I recommend planning your vacation time at the start of the year. Don’t wait until the end of the year to use it all. Aim to use some time each quarter, if possible. This way you’re giving yourself sufficient time to recharge throughout the year.
Additionally, try not to jam-pack your vacations with too many activities. “Vacation” doesn’t need to be anything more than a few days of camping. Sure, you can plan something more elaborate, but don’t pack so many events in that you end up feeling like you need a vacation to recharge from your vacation before you can get back to your “normal” routine.
3. Set Boundaries
Setting boundaries can be hard, especially if you’re a people pleaser or someone who has a difficult time saying “no.” I challenge you to embrace “no.”
I’m not recommending you blow off a friend in need or never give your time to a charitable cause. However, you don’t need to say “yes” to every single request that is thrown at you.
Before you immediately say “yes” to a favor, ask yourself if this is something you will feel excited about doing. If the answer is “no,” don’t be afraid to say it. A simple “I’m sorry, I won’t be able to help you with that” is sufficient. If you know someone else who might be genuinely interested in helping, see if they’d like to take on the task.
4. Learn to Ask for Help
You can’t do all the things all the time. Sometimes, we take on too much and simply need a little help. Don’t be afraid to ask for it when you need it.
In your personal life, “help” might be as simple as asking your partner to make dinner so you have a few hours to take care of another task. In your professional life, “help” might mean asking your teammates to take a few tasks off your plate or to share the pain a little.
As hard as it can be to ask for help, doing so is worth it. Most people will be eager to alleviate some pain, and they might even learn that they really enjoy the chore they helped you with, leading to a more long-term shift in task distribution.
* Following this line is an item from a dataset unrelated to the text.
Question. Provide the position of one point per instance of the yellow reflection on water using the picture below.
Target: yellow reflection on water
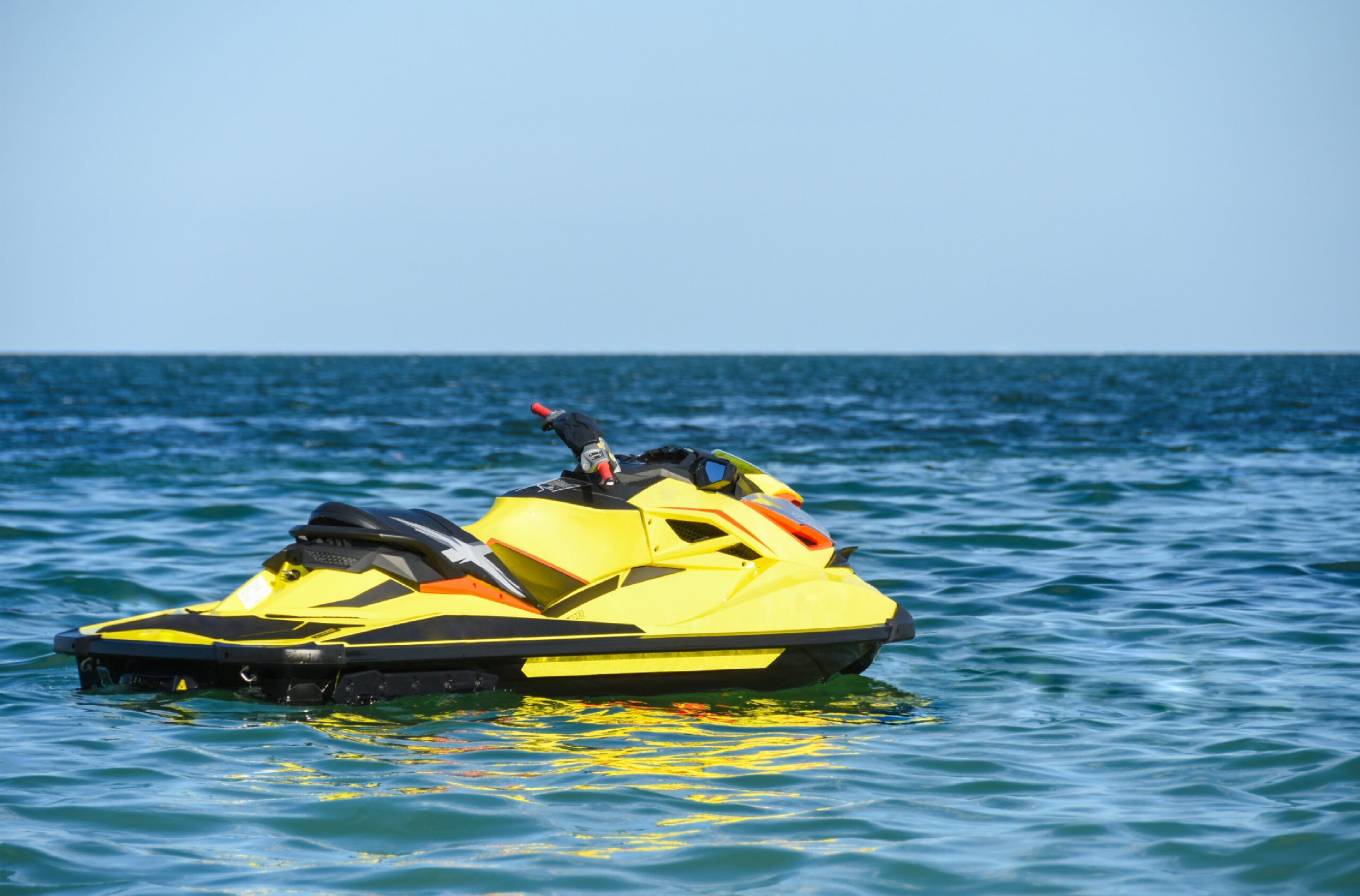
(539, 751)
5. Keep a Gratitude Journal
You might recall from the first post in this series that a few of my telltale signs of burnout are feelings of irritability and entrapment. I’ve found that routinely taking time to reflect on what is going well in my life — who and what I’m grateful for — does wonders for keeping my mindset positive.
I don’t have a fancy or trendy practice for this. I simply have a notes document called “Wins & Gratitude” that I try to add to at least once each week.
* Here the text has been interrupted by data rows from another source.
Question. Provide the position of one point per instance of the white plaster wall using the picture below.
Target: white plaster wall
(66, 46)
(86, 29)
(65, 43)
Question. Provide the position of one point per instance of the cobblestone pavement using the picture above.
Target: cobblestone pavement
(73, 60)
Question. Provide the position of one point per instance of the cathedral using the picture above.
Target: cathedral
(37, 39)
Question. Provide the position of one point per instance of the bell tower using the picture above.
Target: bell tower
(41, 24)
The “wins” section of the document contains a list of accomplishments I am proud of. Sometimes they are anecdotes that I write out. Sometimes they are screenshots or photos of kind works I was sent from a friend or coworker.
The “gratitude” section of the document contains a list of people, places, memories, and things I am grateful for: A fresh cup of espresso, being fortunate enough to travel to places that inspire me, that my partner helps me maintain my motorcycles, etc. The items may be minuscule or monumental.
This practice might sound a little silly, but I encourage you to give it a try. It takes such minimal effort and truly does help reframe your perspective to be more positive.
Continue to Be Proactive
It can be easy to let these practices slide and find yourself all the way back in a state of burnout, seeking recovery. Don’t beat yourself up if you take a step backward. However, I encourage you to try your best to be proactive about addressing any imbalances in your life with the above methods. They will help you recalibrate along the way and avoid entering a state of full-on burnout.